The end of things with AL has left me very sad. It's just me again.

CC

She is losing her hair.  Tomorrow, she will get it all shaved off.  The hair looks dirty and shiny.  When I saw her yesterday, she had no energy. I guess this is how it is after chemo.

Her boyfriend is an asshole.  One of these days, I will have to see him again.  I don’t know where I’m going to find the energy to fake being nice to him.

New Job

My ex A found me a new job.  I will be working a large hospital in the city doing project management.  Exciting. I start tomorrow.

A

I hope that A helping me find this job is going to absolve him of some of the guilt he feels over our relationship.  I could say that he continues to hover around because he still loves me.  That might be true.  But really it’s guilt.  He thinks I’m going to be damaged goods forever because of how things turned out between us.

Baby All the Time

Last week, when I thought that I was falling in love with that guy AL, I told him about the abortion. This is what AL did – he said nothing, he whispered my name and wrapped his arms around me and I cried.  But it wasn’t enough.  He did exactly what I wanted him to do but it was not enough.
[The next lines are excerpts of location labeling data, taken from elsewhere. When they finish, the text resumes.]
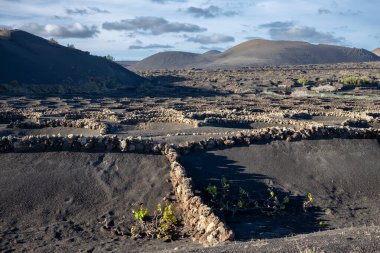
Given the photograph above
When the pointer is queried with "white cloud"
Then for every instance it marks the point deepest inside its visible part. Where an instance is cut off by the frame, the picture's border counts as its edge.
(75, 30)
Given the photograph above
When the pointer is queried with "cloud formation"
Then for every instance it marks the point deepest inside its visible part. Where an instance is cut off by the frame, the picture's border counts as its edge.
(322, 11)
(211, 39)
(165, 1)
(151, 46)
(84, 11)
(75, 30)
(77, 11)
(97, 10)
(151, 25)
(209, 12)
(290, 31)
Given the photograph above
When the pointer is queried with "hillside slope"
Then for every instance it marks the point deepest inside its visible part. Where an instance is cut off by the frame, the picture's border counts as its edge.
(258, 52)
(27, 59)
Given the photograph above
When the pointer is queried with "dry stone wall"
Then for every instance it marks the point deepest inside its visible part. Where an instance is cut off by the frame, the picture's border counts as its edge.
(199, 219)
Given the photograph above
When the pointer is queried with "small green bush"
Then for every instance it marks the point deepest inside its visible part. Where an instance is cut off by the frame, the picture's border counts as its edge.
(303, 81)
(162, 224)
(354, 80)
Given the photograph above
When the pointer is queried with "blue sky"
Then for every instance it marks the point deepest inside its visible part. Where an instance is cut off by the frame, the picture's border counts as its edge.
(132, 30)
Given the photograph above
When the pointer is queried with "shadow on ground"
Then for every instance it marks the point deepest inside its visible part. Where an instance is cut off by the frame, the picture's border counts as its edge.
(208, 169)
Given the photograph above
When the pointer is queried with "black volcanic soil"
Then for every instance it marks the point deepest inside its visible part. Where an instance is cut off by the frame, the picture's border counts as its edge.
(54, 201)
(342, 175)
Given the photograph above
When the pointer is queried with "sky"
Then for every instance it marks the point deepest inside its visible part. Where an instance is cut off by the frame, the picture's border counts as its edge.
(133, 30)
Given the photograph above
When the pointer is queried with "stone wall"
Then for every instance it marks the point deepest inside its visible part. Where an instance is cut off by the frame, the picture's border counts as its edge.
(199, 219)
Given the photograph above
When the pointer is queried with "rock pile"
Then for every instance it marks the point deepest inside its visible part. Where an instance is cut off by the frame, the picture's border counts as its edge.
(204, 226)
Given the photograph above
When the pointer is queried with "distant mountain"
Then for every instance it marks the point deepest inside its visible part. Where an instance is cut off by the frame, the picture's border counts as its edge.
(258, 52)
(28, 61)
(126, 63)
(173, 60)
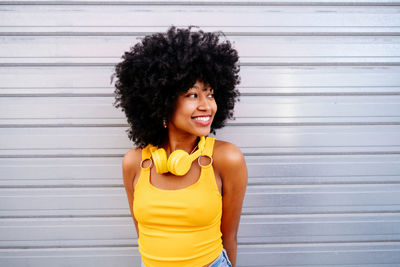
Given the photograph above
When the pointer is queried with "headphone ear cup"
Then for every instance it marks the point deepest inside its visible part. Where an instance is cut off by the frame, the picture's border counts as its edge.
(160, 160)
(179, 162)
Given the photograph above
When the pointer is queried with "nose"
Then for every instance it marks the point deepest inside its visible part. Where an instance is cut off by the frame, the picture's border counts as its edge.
(204, 103)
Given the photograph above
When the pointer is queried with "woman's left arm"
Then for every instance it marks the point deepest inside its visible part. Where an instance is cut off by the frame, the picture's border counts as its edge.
(233, 172)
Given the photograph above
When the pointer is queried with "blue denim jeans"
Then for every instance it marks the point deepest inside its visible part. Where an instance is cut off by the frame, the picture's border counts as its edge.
(221, 261)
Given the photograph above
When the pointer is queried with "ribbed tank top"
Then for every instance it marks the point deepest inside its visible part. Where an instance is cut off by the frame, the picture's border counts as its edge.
(179, 228)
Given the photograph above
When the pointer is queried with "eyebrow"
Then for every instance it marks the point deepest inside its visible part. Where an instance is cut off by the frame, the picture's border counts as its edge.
(205, 88)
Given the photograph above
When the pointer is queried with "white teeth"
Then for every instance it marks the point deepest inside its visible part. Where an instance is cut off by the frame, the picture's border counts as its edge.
(202, 118)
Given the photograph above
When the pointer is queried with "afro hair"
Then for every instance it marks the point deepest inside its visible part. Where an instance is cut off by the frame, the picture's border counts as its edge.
(162, 66)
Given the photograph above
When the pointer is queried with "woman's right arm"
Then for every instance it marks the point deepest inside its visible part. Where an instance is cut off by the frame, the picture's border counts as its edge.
(130, 165)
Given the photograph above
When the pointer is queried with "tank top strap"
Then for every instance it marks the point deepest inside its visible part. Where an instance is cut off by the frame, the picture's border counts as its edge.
(208, 147)
(146, 153)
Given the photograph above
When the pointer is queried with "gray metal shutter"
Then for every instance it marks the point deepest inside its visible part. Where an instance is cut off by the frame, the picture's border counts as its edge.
(318, 122)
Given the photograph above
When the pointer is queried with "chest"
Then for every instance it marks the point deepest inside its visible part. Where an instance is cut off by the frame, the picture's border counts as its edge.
(169, 181)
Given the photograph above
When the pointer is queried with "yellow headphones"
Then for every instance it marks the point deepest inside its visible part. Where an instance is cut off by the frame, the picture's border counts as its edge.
(179, 162)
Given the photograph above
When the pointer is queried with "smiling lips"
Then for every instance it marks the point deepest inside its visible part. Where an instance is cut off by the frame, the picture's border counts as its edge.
(203, 120)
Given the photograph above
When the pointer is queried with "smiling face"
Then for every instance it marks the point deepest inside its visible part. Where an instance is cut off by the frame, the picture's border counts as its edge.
(194, 111)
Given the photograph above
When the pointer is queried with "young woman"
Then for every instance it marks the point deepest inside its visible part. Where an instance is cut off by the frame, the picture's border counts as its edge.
(185, 189)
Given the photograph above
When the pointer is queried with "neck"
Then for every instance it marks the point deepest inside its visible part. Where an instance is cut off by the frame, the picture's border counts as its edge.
(186, 143)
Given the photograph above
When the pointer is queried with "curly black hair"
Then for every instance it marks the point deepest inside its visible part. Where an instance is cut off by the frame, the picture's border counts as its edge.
(164, 65)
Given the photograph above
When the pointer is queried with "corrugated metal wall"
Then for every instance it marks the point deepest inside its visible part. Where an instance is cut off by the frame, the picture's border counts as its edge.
(318, 122)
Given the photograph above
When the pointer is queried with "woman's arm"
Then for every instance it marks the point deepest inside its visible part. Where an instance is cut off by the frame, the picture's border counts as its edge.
(129, 170)
(233, 172)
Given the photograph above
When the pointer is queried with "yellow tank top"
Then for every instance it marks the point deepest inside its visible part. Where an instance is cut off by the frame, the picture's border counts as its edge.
(179, 228)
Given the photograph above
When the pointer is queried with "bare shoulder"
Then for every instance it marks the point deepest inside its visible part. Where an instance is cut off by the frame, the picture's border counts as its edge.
(227, 153)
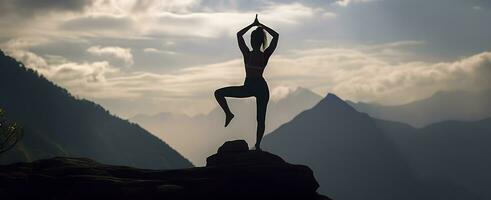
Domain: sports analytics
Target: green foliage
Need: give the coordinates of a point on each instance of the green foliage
(10, 133)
And last night I cried about my baby again. At first I thought I was crying over AL.  But then very quickly it came to me that even when I’m thinking of other people and other things, I’m thinking of my little fetus.  It’s not so bad anymore, but it’s still there and even as I say I’m dealing with it, some part of me still wants to run away.

Dating

I’m quitting that game for now. How long with this hiatus last? 

Fire Island

Next weekend, I’m going there.  I was there at the end of spring when I was half crazy.  There is a picture my friend took of me where I am holding a glass of wine.  I can’t bear to look at it.  Five minutes before that picture was taken, I’d been crying. 

I was there in the middle of the summer – no more tears.  But it was hard. 

And now in the fall when the island will be deserted, I’ll be back again.  How will I feel this time?

I met A in Fire Island in the summer of ’07.